GeoTrellis 0.10.0 is released

By Rob Emanuele on April 19th, 2016

The long awaited GeoTrellis 0.10 release is here!

It’s been a while since the 0.9 release of GeoTrellis, and there are many significant changes and improvements in this release. GeoTrellis has become an expansive suite of modular components that aide users in the building of geospatial applications in Scala, and as always we’ve focused specifically on high performance and distributed computing. This is the first official release that supports working with Apache Spark, and we are very pleased with the results that have come out of the decision to support Spark as our main distributed processing engine. Those of you who have been tuned in for a while know we started with a custom built processing engine based on Akka actors; this original execution engine still exists in 0.10 but is in a deprecated state in the geotrellis-engine subproject. Along with upgrading GeoTrellis to support Spark and handle arbitrarily-sized raster data sets, we’ve been making improvements and additions to core functionality, including adding vector and projection support.

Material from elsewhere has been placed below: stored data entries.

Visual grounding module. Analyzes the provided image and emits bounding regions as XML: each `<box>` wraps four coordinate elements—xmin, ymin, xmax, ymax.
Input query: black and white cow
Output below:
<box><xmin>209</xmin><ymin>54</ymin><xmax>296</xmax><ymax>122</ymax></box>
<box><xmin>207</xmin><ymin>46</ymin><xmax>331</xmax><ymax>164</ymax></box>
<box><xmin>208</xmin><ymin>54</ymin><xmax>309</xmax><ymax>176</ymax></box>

It’s been long enough that release notes, stating what has changed since 0.9, would be quite unwieldy. Instead I put together a list of features that GeoTrellis 0.10 supports. This is included in the README on the GeoTrellis Github, but I will put them here as well. It is organized by subproject, with more basic and core subprojects higher in the list, and the subprojects that rely on that core functionality later in the list, along with a high level description of each subproject.

geotrellis-proj4

This subproject is a wrapper around proj4j, which handles Coordinate Reference Systems (CRS) and transforming points between projections.

  • Represent a CRS based on Ellipsoid, Datum, and Projection.
  • Translate CRSs to and from proj4 string representations.
  • Lookup CRS’s based on EPSG and other codes.
  • Transform `(x, y)` coordinates from one CRS to another.

geotrellis-vector

This subproject is mostly a wrapper around JTS, but also adds features such as vector reprojection and GeoJSON reading and writing.

  • Provides a Scala idiomatic wrapper around JTS types: Point, Line (LineString in JTS), Polygon, MultiPoint, MultiLine (MultiLineString in JTS), MultiPolygon, GeometryCollection
  • Methods for geometric operations supported in JTS, with results that provide a type-safe way to match over possible results of geometries.
  • Provides a Feature type that is the composition of a geometry and a generic data type.
  • Read and write geometries and features to and from GeoJSON.
  • Read and write geometries to and from WKT and WKB.
  • Reproject geometries between two CRSs.
  • Geometric operations: Convex Hull, Densification, Simplification
  • Perform Kriging interpolation on point values.
  • Perform affine transformations of geometries

geotrellis-vector-testkit

This subproject provides utilities for testing against vector data.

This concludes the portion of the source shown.